An Introduction To Finance

Finance is a broad term used to refer to concepts about the analysis, development, management, and allocation of financial resources. It is the planning, management, and allocation of financial assets in order to meet the requirements and goals of the borrowers. Financial resources include capital, namely cash and its equivalents such as stocks, bonds, equities, derivatives, mutual funds, and the tangible property as well as the intangible assets.

The major areas of finance are interest income, capital income, savings and investment, market finance, and credit finance. All these areas face financial challenges and need a lot of research and attention to enhance their performance. Interest income includes the income that results from lending to businesses and other financial institutions, including mortgage, retail, commercial, and industrial loans. Capital income refers to the income that results from the selling of capital assets, such as accounts receivable and inventory. Savings and investment are involved in the saving of resources for future consumption.

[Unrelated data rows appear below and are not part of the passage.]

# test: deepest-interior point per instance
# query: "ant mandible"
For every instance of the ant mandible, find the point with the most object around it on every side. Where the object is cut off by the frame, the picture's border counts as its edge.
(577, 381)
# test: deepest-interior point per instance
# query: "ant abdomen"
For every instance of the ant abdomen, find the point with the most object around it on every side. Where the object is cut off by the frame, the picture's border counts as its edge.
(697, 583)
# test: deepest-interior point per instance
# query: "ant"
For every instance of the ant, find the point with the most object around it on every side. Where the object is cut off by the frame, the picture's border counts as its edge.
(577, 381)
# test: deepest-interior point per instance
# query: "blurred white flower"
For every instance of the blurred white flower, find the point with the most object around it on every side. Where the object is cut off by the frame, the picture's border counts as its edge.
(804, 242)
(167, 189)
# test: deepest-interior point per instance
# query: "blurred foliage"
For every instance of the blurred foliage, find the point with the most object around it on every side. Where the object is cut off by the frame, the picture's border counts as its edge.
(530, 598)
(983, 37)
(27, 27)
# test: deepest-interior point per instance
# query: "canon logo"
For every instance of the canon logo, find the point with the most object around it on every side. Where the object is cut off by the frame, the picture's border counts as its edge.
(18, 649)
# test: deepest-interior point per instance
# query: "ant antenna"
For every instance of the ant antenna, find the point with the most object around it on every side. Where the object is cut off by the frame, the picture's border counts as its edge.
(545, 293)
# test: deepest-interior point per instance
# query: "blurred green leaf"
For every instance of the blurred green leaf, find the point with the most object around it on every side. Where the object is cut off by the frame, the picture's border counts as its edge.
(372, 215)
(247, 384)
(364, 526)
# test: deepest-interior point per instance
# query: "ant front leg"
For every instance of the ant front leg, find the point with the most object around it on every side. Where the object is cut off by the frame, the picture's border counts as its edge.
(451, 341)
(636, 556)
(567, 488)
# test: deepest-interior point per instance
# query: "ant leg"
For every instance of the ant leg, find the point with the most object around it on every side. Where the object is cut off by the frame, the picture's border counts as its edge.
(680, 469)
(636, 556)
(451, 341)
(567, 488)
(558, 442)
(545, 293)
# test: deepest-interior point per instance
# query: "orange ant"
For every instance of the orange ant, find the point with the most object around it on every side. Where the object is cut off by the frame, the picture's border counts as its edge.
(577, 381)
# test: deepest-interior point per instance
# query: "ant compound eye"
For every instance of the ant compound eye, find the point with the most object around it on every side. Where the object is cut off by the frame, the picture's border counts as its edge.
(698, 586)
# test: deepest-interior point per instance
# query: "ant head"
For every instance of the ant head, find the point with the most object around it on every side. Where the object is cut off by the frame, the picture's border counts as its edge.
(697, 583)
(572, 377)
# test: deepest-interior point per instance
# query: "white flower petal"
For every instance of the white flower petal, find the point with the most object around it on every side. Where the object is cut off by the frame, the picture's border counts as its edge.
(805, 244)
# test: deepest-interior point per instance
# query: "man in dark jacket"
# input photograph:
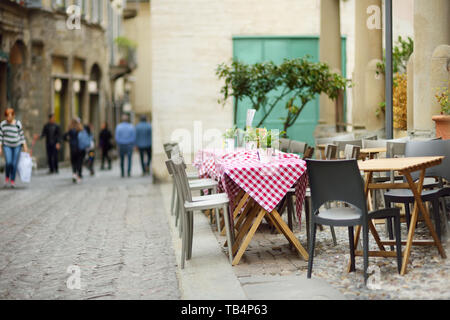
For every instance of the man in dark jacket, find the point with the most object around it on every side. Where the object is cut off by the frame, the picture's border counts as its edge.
(52, 134)
(105, 145)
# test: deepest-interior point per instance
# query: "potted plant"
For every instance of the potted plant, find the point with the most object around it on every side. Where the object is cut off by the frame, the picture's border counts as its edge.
(251, 138)
(443, 120)
(229, 137)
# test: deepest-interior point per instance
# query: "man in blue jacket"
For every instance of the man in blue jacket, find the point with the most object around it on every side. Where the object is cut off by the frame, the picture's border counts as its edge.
(144, 143)
(125, 138)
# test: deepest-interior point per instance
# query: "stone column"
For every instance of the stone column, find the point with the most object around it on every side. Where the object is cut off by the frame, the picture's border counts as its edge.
(431, 29)
(410, 96)
(330, 53)
(368, 51)
(440, 74)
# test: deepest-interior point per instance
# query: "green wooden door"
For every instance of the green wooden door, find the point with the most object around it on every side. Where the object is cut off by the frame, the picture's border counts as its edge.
(259, 49)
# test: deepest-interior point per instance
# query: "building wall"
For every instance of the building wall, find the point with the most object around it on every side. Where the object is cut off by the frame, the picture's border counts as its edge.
(138, 29)
(189, 40)
(46, 39)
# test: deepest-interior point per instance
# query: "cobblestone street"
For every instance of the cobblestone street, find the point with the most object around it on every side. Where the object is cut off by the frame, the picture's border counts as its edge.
(113, 229)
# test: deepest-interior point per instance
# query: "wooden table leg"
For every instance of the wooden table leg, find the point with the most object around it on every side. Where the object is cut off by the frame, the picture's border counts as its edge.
(245, 227)
(248, 237)
(418, 205)
(288, 234)
(239, 207)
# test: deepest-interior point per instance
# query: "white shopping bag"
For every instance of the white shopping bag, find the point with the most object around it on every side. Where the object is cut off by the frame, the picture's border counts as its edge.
(25, 167)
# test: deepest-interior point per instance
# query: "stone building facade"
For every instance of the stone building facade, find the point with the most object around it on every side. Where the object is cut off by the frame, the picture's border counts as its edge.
(56, 61)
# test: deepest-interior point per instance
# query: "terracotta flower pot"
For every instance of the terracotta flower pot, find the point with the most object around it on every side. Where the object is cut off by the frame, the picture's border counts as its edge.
(442, 126)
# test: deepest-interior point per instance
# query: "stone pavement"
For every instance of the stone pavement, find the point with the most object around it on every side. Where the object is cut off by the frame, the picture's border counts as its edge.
(114, 230)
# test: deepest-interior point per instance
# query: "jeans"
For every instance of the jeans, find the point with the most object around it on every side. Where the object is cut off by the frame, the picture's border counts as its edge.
(125, 150)
(12, 159)
(145, 164)
(106, 156)
(76, 158)
(52, 157)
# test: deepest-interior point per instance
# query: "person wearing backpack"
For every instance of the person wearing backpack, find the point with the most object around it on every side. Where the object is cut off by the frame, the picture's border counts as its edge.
(11, 141)
(76, 155)
(52, 134)
(125, 136)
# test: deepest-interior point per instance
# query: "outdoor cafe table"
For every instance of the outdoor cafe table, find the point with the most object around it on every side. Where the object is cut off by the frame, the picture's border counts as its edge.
(371, 152)
(255, 188)
(405, 166)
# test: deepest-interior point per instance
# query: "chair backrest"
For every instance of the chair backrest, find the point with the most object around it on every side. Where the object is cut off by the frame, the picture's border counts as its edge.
(168, 147)
(431, 148)
(338, 180)
(374, 144)
(181, 179)
(341, 144)
(297, 147)
(350, 136)
(330, 151)
(395, 149)
(352, 152)
(284, 144)
(308, 153)
(371, 137)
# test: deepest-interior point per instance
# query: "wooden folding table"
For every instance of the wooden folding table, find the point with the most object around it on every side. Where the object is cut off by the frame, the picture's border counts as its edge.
(405, 166)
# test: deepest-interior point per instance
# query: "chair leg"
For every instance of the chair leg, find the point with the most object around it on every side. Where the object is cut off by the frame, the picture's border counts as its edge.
(366, 251)
(351, 238)
(389, 230)
(311, 249)
(308, 218)
(226, 218)
(217, 219)
(191, 233)
(333, 235)
(172, 199)
(437, 217)
(398, 242)
(408, 215)
(290, 211)
(183, 240)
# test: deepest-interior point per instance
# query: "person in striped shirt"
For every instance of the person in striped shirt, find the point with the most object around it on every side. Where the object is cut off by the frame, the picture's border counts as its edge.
(11, 141)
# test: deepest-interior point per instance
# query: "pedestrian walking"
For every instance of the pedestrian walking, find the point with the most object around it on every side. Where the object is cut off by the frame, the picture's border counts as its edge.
(90, 152)
(76, 154)
(52, 134)
(144, 143)
(105, 145)
(125, 136)
(11, 141)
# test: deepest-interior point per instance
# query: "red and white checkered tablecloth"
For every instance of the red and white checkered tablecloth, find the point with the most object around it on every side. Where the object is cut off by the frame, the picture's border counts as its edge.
(267, 183)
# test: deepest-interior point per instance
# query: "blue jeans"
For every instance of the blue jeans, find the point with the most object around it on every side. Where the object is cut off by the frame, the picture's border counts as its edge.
(125, 150)
(12, 159)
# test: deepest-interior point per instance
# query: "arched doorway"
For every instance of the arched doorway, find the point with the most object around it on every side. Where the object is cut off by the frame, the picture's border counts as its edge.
(17, 84)
(94, 97)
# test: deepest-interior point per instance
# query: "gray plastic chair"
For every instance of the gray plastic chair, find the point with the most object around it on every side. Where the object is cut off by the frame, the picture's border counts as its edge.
(374, 144)
(297, 147)
(341, 145)
(189, 204)
(284, 144)
(352, 152)
(331, 152)
(422, 149)
(340, 180)
(342, 137)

The study of finance is also related to the economic theory and practice of the discipline known as economics. The scope of economics includes the microeconomics, which study the behavior of markets as isolated units, the macroeconomics, which study the macroeconomics of countries as a whole, and the industry-specific economics, which studies the practices and decisions of firms within specific industries. The international aspect of economics covers international payments, exchange rates, and monetary policies. Banking, of course, is concerned with bank deposits and other types of bank liabilities.

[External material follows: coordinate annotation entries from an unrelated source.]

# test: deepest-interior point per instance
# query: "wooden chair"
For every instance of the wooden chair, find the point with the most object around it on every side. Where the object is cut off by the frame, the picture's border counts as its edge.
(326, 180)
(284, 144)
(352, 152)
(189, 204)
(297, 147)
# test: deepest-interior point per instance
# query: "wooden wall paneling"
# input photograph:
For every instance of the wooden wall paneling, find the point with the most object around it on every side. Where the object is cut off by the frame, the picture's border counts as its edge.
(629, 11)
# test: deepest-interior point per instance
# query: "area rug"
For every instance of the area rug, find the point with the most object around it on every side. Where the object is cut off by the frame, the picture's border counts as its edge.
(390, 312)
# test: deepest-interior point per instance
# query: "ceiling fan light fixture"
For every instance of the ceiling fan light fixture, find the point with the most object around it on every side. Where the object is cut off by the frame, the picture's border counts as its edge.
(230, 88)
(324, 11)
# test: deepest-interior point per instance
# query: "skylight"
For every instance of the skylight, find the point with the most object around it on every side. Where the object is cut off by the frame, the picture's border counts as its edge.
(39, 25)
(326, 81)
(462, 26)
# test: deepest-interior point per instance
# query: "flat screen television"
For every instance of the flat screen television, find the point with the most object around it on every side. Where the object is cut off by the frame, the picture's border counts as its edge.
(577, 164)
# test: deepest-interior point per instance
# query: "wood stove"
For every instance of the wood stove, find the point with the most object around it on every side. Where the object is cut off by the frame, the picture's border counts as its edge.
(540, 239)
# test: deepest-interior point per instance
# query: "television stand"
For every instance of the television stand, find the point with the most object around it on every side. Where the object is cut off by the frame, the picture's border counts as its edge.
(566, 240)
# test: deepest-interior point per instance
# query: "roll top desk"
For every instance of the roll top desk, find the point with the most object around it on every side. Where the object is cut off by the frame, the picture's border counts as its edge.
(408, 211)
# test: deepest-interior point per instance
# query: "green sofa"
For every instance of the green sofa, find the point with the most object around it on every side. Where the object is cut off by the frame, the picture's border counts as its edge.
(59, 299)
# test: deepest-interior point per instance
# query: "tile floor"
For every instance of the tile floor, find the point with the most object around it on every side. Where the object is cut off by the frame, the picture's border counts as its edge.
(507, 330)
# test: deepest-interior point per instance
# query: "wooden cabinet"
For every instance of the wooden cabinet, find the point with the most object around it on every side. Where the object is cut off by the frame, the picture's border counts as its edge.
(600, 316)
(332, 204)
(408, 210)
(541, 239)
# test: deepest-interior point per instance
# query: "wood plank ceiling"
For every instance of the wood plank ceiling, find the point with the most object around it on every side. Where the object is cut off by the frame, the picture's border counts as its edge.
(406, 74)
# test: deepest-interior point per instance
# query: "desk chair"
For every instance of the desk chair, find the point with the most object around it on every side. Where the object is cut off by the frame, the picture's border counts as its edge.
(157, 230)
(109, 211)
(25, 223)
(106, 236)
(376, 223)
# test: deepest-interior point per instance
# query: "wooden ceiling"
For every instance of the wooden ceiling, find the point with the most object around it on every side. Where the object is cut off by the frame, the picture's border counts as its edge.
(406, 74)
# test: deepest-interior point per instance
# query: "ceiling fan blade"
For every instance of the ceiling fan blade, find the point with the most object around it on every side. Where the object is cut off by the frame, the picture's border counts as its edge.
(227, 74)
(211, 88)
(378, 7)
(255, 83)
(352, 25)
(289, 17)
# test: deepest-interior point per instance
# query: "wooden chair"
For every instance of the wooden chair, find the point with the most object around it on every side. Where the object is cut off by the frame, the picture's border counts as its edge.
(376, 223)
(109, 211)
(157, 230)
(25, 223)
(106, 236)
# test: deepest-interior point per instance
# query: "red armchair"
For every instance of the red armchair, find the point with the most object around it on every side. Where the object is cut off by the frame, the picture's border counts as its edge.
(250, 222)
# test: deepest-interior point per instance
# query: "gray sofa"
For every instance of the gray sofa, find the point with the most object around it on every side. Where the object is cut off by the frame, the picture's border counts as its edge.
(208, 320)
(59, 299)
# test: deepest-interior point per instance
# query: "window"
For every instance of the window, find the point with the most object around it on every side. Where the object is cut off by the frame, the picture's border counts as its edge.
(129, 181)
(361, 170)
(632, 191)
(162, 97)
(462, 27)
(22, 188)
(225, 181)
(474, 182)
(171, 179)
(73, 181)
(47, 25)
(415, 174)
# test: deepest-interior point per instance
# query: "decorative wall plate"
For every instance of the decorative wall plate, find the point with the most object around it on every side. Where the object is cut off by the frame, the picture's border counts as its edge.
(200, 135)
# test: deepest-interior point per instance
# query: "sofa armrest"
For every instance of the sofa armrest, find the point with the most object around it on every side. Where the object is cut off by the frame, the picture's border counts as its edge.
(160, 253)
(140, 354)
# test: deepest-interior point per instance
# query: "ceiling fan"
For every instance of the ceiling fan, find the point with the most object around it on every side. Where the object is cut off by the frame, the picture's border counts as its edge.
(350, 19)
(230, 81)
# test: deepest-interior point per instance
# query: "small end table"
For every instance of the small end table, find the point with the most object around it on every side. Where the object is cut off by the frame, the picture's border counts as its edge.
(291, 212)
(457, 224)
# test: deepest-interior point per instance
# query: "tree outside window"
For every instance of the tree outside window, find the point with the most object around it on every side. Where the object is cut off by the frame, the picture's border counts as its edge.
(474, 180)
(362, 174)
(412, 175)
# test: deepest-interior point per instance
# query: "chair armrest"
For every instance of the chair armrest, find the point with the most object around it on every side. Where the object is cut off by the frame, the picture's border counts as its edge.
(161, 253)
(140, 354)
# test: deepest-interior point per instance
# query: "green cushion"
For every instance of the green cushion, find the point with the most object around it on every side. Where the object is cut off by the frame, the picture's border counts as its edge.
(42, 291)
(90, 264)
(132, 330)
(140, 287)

The major components of finance are accounting, management, investment, and economic structure. Accounting refers to the collection of data related to the financial activities of a firm and the identification of assets and liabilities. Management is concerned with decisions concerning resource allocation. Economic structure is the study of the interaction of demand and supply in the economy, with an emphasis on the distribution of income and output.

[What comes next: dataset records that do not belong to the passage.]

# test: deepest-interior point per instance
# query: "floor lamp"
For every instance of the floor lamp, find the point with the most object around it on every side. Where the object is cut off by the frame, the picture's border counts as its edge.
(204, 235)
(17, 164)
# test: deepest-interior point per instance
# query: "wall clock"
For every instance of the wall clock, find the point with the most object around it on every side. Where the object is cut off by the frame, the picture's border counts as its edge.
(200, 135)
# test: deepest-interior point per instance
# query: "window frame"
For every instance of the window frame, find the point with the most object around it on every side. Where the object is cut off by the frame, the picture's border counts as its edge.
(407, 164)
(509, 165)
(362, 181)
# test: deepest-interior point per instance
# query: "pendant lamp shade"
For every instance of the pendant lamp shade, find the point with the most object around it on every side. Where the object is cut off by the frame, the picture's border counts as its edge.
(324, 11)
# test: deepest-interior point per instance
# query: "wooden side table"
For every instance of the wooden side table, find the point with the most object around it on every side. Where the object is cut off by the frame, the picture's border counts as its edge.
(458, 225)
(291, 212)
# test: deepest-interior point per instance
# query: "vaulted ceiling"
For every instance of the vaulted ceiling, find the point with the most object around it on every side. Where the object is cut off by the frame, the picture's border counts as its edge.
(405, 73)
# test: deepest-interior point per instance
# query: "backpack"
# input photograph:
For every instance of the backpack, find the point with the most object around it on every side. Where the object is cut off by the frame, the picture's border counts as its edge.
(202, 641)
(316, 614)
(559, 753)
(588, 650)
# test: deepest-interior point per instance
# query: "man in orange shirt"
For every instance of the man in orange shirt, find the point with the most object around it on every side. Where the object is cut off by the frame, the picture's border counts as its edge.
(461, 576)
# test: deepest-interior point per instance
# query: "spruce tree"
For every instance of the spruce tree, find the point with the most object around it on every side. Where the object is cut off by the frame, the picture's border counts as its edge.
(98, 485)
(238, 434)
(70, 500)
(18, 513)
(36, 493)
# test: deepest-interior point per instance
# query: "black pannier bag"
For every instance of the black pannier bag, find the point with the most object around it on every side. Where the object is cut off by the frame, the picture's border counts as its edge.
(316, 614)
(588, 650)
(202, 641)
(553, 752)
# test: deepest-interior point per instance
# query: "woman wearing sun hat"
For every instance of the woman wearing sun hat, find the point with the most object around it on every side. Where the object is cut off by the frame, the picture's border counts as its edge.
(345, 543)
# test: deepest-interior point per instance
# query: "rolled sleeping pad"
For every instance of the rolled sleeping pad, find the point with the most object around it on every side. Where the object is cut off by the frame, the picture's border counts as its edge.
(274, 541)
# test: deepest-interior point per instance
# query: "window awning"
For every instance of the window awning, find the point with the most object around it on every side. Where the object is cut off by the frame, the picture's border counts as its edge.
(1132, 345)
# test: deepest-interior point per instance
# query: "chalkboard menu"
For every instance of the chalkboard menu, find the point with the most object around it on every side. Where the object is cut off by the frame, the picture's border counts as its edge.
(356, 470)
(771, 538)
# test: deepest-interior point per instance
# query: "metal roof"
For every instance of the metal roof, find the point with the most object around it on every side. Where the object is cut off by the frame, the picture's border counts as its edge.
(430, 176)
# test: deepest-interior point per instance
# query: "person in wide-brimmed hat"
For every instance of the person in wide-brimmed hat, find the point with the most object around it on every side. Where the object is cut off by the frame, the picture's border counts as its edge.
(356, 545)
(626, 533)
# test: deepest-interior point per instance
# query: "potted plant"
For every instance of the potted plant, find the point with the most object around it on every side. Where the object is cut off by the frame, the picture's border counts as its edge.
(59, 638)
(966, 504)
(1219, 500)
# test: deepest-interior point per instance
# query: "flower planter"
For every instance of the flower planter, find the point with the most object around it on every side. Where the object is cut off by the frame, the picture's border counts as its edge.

Among the elements of behavioral finance are behavioral planning, consumption, investment, information, personal finance, production, and monetary policy. Behavioral planning is concerned with macroeconomic issues such as macroeconomic stability, inflation, unemployment, financial risk, central bank interest rates, balance of payments, exchange rates, price level movements, budget deficits, budget deficit management, and central bank policy. Consumption is related to individual behavior and hence accounts for impulse buying, saving, and investment. Investment decision is the basis of corporate finance. Information is used to analyze the interrelations of monetary, credit, and debt issues and the role of banks in the process.

All the elements of finance are interrelated and influence each other to produce a stable economy. The discipline of economics has many applications in business and in the political field. Many governments have established agencies concerned with the study of finance and economics. Finance education is also important as it helps managers make rational decisions regarding investment, debt, and reserve funds.